Farmers all across Europe have been courting attention in recent years, with images of combine harvesters tearing down motorways becoming a regular feature in national and international news coverage. British farmers have embraced this new political voice, finding a leader in TV personality Jeremy Clarkson, whose Amazon series about his “Diddly Squat” farm has, many feel, given the harsh realities of modern farming a new place on the national agenda. Earlier this year, he joined protests against changes to inheritance taxes on family farms. Leading a protest in front of Whitehall, Clarkson described the Labour policies as “a knee in the nuts and a light hammer blow to the back of the head”. 2024 was the first election in history Rothbury Estate helped vote in a Labour MP. It looks possible it will be the last.
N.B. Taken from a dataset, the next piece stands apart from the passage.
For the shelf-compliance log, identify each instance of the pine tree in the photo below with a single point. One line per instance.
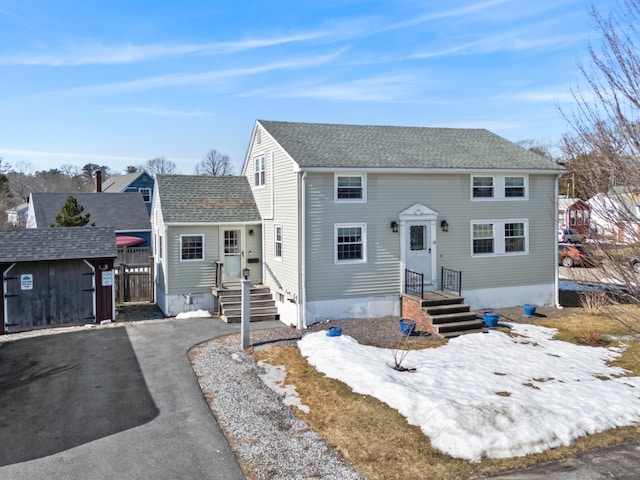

The NWT has sought to engage with the Rothbury community by setting up stalls at fetes and hosting meetings in village halls. Locals feel these efforts have shown an awareness few modern landowners possess: that land is an emotional thing as well as acreage. But the prevailing emotion is powerlessness. Local farmers are far removed from power, which is increasingly remote and faceless. They are reduced to hoping that whichever powerful actor becomes their new master will be benevolent, and to donating their money towards this hope. One local remarked: “[NWT] are asking the public to pay the Duke of Northumberland[‘s family]. It’s a hard sell, really.”
The Percy family motto is “Esperaunce en Dieu”. That translates to “Hope in God”. As the Percys withdraw, and the contemporary English confusion is admitted, it is hard to see that the people of the Rothbury Estate have much else.